Although cDC1 are a scarce immune population in the tumor microenvironment, their abundance positively correlates with patient survival across several cancers and is an indicator of the responsiveness to therapy with immune checkpoint inhibitors [77,78,79,82]. A larger number of cDC1 were detected in sentinel lymph nodes of patients with melanoma that received combined low-dose CpG-B and GM-CSF treatment. In vivo and in vitro studies showed that these DCs were derived from blood CD141⁺ cDC1 precursors that were recruited to the sentinel lymph nodes by type I IFN and afterward maturated under the combined effect of CpG and GM-CSF. The presence of in vivo CpG/GM-CSF-induced CD141⁺DCs in sentinel lymph nodes was correlated with an increased cross-presenting capacity, T cell infiltration and patient survival [83]. Concordantly, it has been shown that regressing human tumors have higher numbers of intratumoral cDC1, which are necessary for efficient CTL-mediated tumor elimination [77].

In addition to the cross-presentation of tumor antigens to naïve CD8⁺ T cells predominantly occurring in tumor-draining lymph nodes, cDC1 also play an important role in orchestrating local anti-tumor immunity [84]. In the tumor microenvironment, cDC1s are the main source of CXCL9 and CXCL10 chemokines, which are chemoattractants for CXCR3⁺ effector cells, such as T cells, NK cells and innate lymphoid cells (ILC1) (Figure 2) [85,86,87]. By locally producing high amounts of IL-12, cDC1 help to sustain CTL cytotoxicity and INF-γ production by NK cells [53,88]. In turn, IFN-γ enhances IL-12 production by cDC1 and potentiates antigen cross-presentation [89,90]. This crosstalk assumes a higher complexity level since NK and CD8⁺ T cells produce several factors that promote the recruitment, retention and local expansion of cDC1. In addition to XCL1, NK cells produce CCL5, with mRNA levels of these two chemokines being closely correlated with gene signatures of both NK cells and cDC1 in human biopsies, and associated with overall patient survival [91,92]. This suggests that both chemokines may play an important role in attracting cDC1 from blood or surrounding tissues into tumors. Finally, NK cells were recently shown to be one of the major sources of intratumoral Flt3L. This growth factor sustains the viability and functional capacities of cDC1 within the tumor microenvironment and promotes their local differentiation from recruited precursors [93]. Although most chemokines secreted by tumor cells are chemoattractants of pro-tumorigenic immune cells, such as macrophages and Tregs, in certain circumstances, the production of CCL3, CCL4 and CCL5 mediates the recruitment of cDC1. In accordance with this, the activation of WNT/β-catenin in melanoma cells was shown to result in the ATF3-dependent repression of CCL4 transcription that in turn was correlated with decreased cDC1 numbers at the tumor site [94].

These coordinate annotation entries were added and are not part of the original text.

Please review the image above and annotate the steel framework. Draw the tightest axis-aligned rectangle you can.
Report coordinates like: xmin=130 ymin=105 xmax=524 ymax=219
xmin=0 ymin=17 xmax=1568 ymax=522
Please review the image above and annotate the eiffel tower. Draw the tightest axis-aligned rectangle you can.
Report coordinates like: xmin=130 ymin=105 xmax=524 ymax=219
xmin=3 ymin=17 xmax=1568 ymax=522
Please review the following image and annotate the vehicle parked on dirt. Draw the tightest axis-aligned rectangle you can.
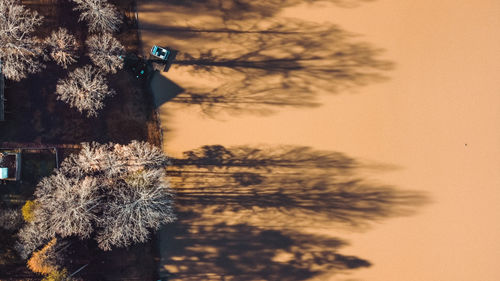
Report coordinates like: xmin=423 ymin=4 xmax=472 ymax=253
xmin=151 ymin=45 xmax=172 ymax=61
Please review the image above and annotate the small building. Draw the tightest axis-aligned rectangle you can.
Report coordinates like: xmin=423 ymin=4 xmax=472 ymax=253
xmin=0 ymin=62 xmax=5 ymax=121
xmin=0 ymin=150 xmax=21 ymax=181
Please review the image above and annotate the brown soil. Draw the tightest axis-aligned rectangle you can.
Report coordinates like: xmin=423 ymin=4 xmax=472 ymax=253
xmin=0 ymin=0 xmax=161 ymax=280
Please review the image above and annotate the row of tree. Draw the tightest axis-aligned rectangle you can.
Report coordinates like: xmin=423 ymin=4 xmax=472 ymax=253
xmin=0 ymin=0 xmax=125 ymax=117
xmin=16 ymin=141 xmax=176 ymax=274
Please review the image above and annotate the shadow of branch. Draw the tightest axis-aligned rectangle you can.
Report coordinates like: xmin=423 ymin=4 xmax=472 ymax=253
xmin=158 ymin=20 xmax=394 ymax=117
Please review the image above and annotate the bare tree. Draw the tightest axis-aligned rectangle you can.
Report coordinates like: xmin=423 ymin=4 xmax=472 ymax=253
xmin=0 ymin=209 xmax=23 ymax=230
xmin=0 ymin=0 xmax=43 ymax=81
xmin=73 ymin=0 xmax=122 ymax=32
xmin=15 ymin=222 xmax=55 ymax=259
xmin=56 ymin=65 xmax=115 ymax=117
xmin=45 ymin=28 xmax=78 ymax=68
xmin=18 ymin=141 xmax=175 ymax=257
xmin=96 ymin=169 xmax=175 ymax=250
xmin=86 ymin=33 xmax=125 ymax=73
xmin=35 ymin=172 xmax=100 ymax=238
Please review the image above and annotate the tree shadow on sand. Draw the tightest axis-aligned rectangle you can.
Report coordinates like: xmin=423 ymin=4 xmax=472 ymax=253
xmin=150 ymin=20 xmax=393 ymax=117
xmin=169 ymin=145 xmax=426 ymax=228
xmin=160 ymin=145 xmax=427 ymax=280
xmin=160 ymin=220 xmax=371 ymax=281
xmin=147 ymin=0 xmax=374 ymax=22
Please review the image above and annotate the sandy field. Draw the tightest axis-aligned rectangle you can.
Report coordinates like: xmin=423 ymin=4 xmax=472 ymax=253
xmin=138 ymin=0 xmax=500 ymax=281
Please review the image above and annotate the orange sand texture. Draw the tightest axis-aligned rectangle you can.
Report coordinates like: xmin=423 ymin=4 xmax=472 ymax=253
xmin=138 ymin=0 xmax=500 ymax=281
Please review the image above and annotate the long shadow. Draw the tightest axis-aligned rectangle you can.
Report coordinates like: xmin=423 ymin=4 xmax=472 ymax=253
xmin=168 ymin=145 xmax=426 ymax=228
xmin=147 ymin=0 xmax=374 ymax=21
xmin=160 ymin=145 xmax=427 ymax=280
xmin=160 ymin=218 xmax=371 ymax=281
xmin=145 ymin=20 xmax=393 ymax=117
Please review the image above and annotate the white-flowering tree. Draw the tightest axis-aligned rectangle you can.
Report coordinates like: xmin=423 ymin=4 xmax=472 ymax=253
xmin=18 ymin=141 xmax=175 ymax=257
xmin=45 ymin=28 xmax=78 ymax=68
xmin=0 ymin=0 xmax=43 ymax=81
xmin=73 ymin=0 xmax=122 ymax=32
xmin=56 ymin=65 xmax=115 ymax=117
xmin=86 ymin=33 xmax=125 ymax=73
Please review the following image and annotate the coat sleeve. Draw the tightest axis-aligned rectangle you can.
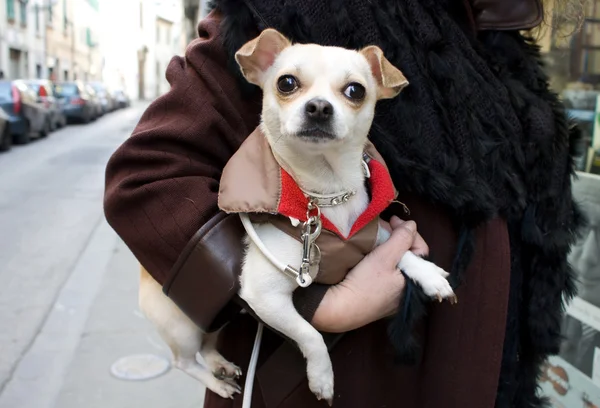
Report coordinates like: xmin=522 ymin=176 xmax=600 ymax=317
xmin=104 ymin=12 xmax=324 ymax=330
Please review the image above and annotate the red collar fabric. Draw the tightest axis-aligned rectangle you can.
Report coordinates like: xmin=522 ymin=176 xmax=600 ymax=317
xmin=277 ymin=159 xmax=395 ymax=240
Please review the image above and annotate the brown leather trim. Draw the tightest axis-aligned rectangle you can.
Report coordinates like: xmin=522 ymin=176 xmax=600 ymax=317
xmin=471 ymin=0 xmax=544 ymax=30
xmin=163 ymin=213 xmax=244 ymax=331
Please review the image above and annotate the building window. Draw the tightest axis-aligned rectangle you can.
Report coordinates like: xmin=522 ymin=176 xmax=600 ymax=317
xmin=35 ymin=4 xmax=40 ymax=33
xmin=63 ymin=0 xmax=67 ymax=30
xmin=88 ymin=0 xmax=100 ymax=11
xmin=6 ymin=0 xmax=15 ymax=21
xmin=19 ymin=1 xmax=27 ymax=26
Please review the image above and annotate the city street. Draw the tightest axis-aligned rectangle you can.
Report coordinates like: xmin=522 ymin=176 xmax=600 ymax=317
xmin=0 ymin=104 xmax=204 ymax=408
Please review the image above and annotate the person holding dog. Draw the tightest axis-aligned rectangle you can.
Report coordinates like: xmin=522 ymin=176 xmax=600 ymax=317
xmin=105 ymin=0 xmax=581 ymax=408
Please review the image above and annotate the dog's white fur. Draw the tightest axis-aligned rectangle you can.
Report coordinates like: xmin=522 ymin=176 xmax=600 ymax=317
xmin=140 ymin=30 xmax=454 ymax=403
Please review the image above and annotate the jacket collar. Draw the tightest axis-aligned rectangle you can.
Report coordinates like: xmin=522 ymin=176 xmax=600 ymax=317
xmin=218 ymin=128 xmax=396 ymax=238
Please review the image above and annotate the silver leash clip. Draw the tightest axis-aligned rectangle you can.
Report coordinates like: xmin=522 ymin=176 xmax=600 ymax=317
xmin=296 ymin=202 xmax=322 ymax=288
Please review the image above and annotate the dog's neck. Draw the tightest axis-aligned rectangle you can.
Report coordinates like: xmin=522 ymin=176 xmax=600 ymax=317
xmin=273 ymin=139 xmax=369 ymax=237
xmin=273 ymin=146 xmax=365 ymax=195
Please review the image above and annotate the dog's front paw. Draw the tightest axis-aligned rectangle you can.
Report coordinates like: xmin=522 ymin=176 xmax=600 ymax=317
xmin=206 ymin=378 xmax=242 ymax=399
xmin=212 ymin=359 xmax=242 ymax=380
xmin=307 ymin=362 xmax=333 ymax=406
xmin=418 ymin=266 xmax=458 ymax=304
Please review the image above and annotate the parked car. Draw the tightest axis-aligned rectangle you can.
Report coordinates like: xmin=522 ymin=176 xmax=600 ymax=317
xmin=54 ymin=81 xmax=97 ymax=123
xmin=112 ymin=89 xmax=131 ymax=109
xmin=0 ymin=80 xmax=52 ymax=144
xmin=25 ymin=79 xmax=67 ymax=130
xmin=0 ymin=108 xmax=12 ymax=152
xmin=89 ymin=82 xmax=115 ymax=113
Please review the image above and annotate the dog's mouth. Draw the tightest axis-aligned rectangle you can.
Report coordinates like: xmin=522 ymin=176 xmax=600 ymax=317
xmin=296 ymin=128 xmax=337 ymax=143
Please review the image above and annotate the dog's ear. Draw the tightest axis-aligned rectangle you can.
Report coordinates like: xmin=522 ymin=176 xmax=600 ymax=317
xmin=360 ymin=45 xmax=408 ymax=99
xmin=235 ymin=28 xmax=292 ymax=86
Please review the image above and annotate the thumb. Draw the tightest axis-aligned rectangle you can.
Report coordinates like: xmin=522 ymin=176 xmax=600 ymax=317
xmin=371 ymin=220 xmax=417 ymax=266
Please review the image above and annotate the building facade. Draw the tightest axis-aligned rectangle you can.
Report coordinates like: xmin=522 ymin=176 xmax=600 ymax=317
xmin=0 ymin=0 xmax=45 ymax=79
xmin=43 ymin=0 xmax=103 ymax=81
xmin=101 ymin=0 xmax=186 ymax=99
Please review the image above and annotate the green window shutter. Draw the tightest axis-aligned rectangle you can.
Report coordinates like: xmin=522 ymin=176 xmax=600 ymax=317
xmin=6 ymin=0 xmax=15 ymax=20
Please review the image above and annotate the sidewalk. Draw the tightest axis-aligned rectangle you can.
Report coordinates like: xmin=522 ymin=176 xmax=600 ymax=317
xmin=55 ymin=233 xmax=204 ymax=408
xmin=0 ymin=220 xmax=204 ymax=408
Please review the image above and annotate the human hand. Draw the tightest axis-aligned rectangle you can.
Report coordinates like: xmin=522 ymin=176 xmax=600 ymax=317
xmin=311 ymin=217 xmax=429 ymax=333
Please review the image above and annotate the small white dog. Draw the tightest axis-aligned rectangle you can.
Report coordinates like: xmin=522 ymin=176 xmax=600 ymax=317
xmin=140 ymin=29 xmax=455 ymax=404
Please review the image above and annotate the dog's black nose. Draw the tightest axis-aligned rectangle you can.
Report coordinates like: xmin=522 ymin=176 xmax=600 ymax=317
xmin=304 ymin=98 xmax=333 ymax=122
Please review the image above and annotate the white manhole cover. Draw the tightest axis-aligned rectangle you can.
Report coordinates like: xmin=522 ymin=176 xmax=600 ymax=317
xmin=110 ymin=354 xmax=171 ymax=381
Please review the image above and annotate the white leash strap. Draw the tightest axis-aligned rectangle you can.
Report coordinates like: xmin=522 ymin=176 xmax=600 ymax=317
xmin=239 ymin=213 xmax=312 ymax=408
xmin=242 ymin=322 xmax=264 ymax=408
xmin=239 ymin=213 xmax=312 ymax=288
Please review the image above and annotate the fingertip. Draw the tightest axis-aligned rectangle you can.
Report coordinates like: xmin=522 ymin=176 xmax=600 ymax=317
xmin=390 ymin=215 xmax=404 ymax=228
xmin=402 ymin=220 xmax=417 ymax=233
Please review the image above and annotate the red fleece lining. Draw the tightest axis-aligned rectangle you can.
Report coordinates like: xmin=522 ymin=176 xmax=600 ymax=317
xmin=277 ymin=160 xmax=394 ymax=240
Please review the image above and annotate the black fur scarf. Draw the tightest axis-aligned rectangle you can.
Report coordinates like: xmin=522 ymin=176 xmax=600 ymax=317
xmin=209 ymin=0 xmax=582 ymax=408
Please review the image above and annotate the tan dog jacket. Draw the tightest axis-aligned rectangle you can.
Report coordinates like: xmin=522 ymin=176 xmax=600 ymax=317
xmin=219 ymin=129 xmax=396 ymax=285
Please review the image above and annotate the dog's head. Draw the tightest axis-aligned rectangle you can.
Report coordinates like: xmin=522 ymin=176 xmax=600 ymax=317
xmin=235 ymin=29 xmax=408 ymax=151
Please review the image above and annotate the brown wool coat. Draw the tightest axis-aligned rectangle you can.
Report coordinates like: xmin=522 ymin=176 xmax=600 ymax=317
xmin=105 ymin=1 xmax=544 ymax=408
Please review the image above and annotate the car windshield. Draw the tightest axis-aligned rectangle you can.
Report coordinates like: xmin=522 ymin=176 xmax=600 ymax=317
xmin=0 ymin=81 xmax=12 ymax=101
xmin=27 ymin=82 xmax=41 ymax=94
xmin=54 ymin=84 xmax=79 ymax=96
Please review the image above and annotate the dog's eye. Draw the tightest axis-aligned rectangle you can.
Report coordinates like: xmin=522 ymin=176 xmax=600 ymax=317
xmin=344 ymin=82 xmax=366 ymax=101
xmin=277 ymin=75 xmax=298 ymax=93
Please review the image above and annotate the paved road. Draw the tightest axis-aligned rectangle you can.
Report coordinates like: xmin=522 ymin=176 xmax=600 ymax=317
xmin=0 ymin=106 xmax=141 ymax=389
xmin=0 ymin=104 xmax=210 ymax=408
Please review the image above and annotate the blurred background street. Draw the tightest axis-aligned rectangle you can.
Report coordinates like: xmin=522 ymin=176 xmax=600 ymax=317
xmin=0 ymin=0 xmax=213 ymax=408
xmin=0 ymin=102 xmax=203 ymax=408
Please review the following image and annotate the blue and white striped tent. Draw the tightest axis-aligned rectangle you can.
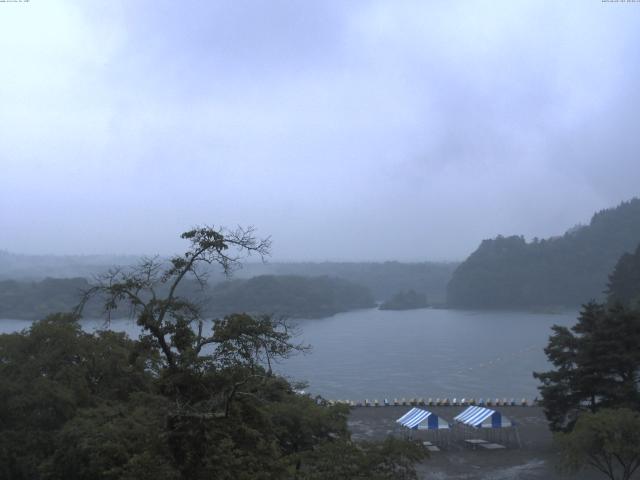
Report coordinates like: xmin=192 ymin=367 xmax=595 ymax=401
xmin=396 ymin=408 xmax=449 ymax=430
xmin=454 ymin=406 xmax=514 ymax=428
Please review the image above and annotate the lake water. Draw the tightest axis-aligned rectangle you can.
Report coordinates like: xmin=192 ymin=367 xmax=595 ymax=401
xmin=0 ymin=309 xmax=577 ymax=400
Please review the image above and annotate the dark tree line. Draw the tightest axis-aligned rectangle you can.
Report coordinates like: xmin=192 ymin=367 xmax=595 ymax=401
xmin=447 ymin=198 xmax=640 ymax=308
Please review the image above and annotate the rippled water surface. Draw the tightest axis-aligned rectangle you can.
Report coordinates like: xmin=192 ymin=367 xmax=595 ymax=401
xmin=0 ymin=309 xmax=577 ymax=400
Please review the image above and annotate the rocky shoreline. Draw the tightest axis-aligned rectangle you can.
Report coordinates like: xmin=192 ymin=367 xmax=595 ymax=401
xmin=349 ymin=406 xmax=602 ymax=480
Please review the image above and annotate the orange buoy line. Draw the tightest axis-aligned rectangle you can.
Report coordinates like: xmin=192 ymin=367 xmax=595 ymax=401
xmin=326 ymin=397 xmax=538 ymax=407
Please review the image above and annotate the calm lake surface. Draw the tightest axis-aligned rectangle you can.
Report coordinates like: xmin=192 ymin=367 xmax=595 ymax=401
xmin=0 ymin=309 xmax=577 ymax=401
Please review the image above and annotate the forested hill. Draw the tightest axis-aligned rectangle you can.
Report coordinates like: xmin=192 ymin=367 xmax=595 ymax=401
xmin=447 ymin=198 xmax=640 ymax=308
xmin=607 ymin=243 xmax=640 ymax=310
xmin=206 ymin=275 xmax=375 ymax=318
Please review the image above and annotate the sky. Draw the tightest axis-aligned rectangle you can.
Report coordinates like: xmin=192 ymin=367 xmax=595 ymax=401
xmin=0 ymin=0 xmax=640 ymax=261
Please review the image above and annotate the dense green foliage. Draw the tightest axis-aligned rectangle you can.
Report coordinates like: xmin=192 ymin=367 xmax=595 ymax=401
xmin=607 ymin=245 xmax=640 ymax=310
xmin=0 ymin=315 xmax=424 ymax=480
xmin=556 ymin=408 xmax=640 ymax=480
xmin=207 ymin=275 xmax=375 ymax=318
xmin=534 ymin=303 xmax=640 ymax=430
xmin=380 ymin=290 xmax=429 ymax=310
xmin=447 ymin=199 xmax=640 ymax=308
xmin=0 ymin=227 xmax=425 ymax=480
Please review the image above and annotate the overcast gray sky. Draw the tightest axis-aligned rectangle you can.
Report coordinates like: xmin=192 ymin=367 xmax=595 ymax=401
xmin=0 ymin=0 xmax=640 ymax=260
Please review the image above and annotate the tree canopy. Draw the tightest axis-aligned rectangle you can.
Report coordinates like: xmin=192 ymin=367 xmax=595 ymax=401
xmin=0 ymin=227 xmax=425 ymax=480
xmin=534 ymin=303 xmax=640 ymax=430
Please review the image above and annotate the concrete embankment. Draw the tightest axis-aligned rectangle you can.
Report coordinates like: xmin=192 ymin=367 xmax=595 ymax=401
xmin=349 ymin=406 xmax=601 ymax=480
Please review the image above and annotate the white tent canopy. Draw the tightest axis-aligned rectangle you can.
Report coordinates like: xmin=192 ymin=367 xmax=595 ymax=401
xmin=454 ymin=406 xmax=515 ymax=428
xmin=396 ymin=408 xmax=449 ymax=430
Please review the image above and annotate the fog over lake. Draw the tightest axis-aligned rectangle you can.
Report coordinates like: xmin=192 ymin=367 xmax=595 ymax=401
xmin=0 ymin=309 xmax=577 ymax=401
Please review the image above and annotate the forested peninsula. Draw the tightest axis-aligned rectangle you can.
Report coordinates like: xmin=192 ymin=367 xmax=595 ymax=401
xmin=0 ymin=275 xmax=375 ymax=320
xmin=447 ymin=198 xmax=640 ymax=309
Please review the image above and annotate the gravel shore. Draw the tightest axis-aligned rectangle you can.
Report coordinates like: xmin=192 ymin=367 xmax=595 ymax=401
xmin=349 ymin=406 xmax=603 ymax=480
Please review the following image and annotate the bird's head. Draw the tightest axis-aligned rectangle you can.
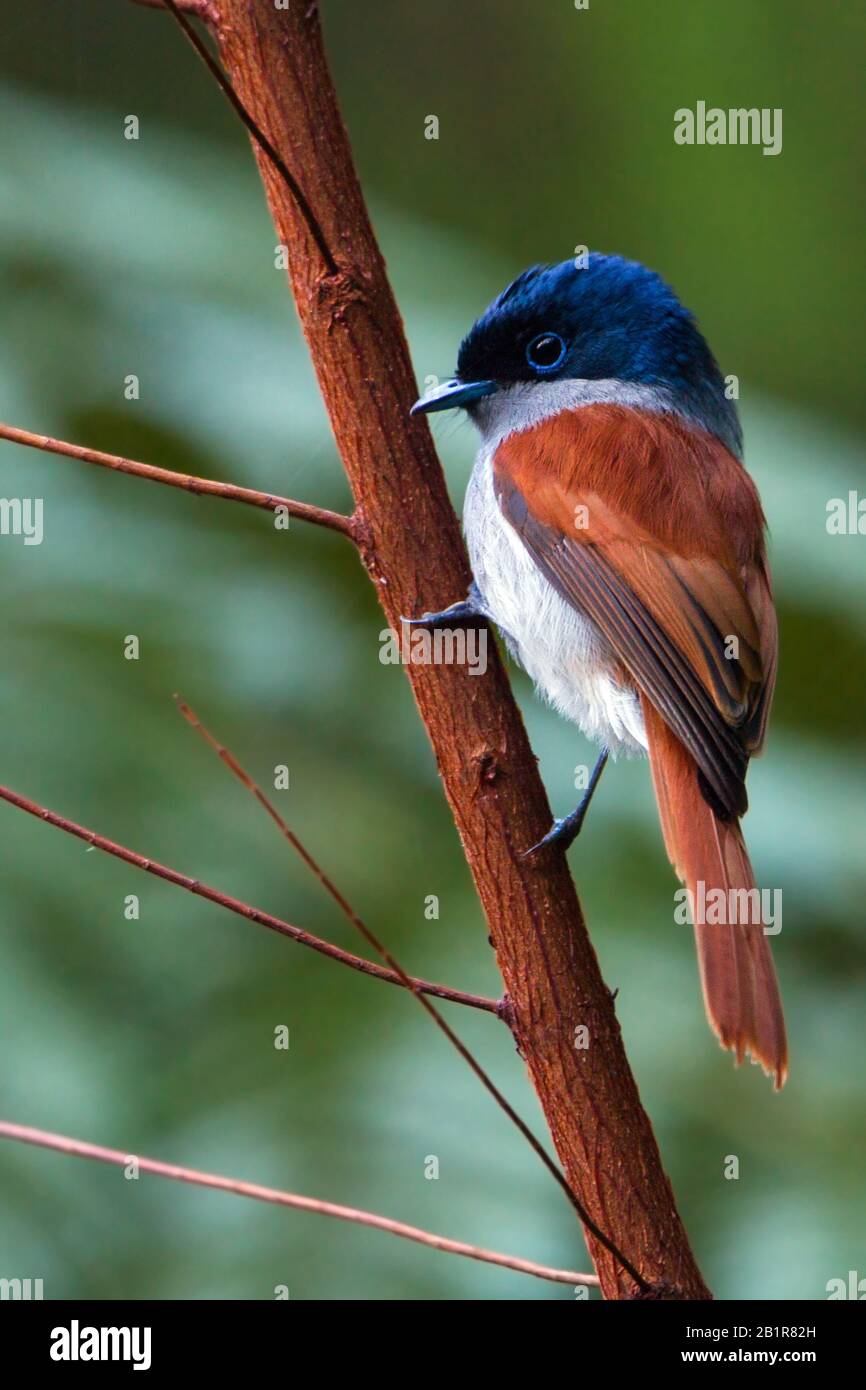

Given the functional specificities of cDC1, strategies aimed at their mobilization to the tumor microenvironment, as well as their expansion and activation, are viewed as highly promising approaches for boosting anti-tumor immunity and improving the success of cancer immunotherapies (Table 1). However, the fragility and scarcity of CD141⁺XCR1⁺ DCs in peripheral blood has hindered their broader study and clinical exploitation. CD141⁺ DCs represent only ~0.03% of human PBMCs, meaning that their isolation would not result in a sufficient quantity for their use as a therapeutic vaccine [49]. Furthermore, while there are already approved clinical-grade reagents for the isolation of pDCs and cDC2, equivalent reagents are still lacking for the specific extraction of CD141⁺ DC populations. For these reasons, anti-tumor vaccines based on naturally circulating pDCs and cDC2 have already been directly assayed in several clinical trials with encouraging results (NCT01690377, NCT02993315 and NCT02692976), while there has been no registered trial for cDC1 until the present (February 2020) [95,96,97,98,99].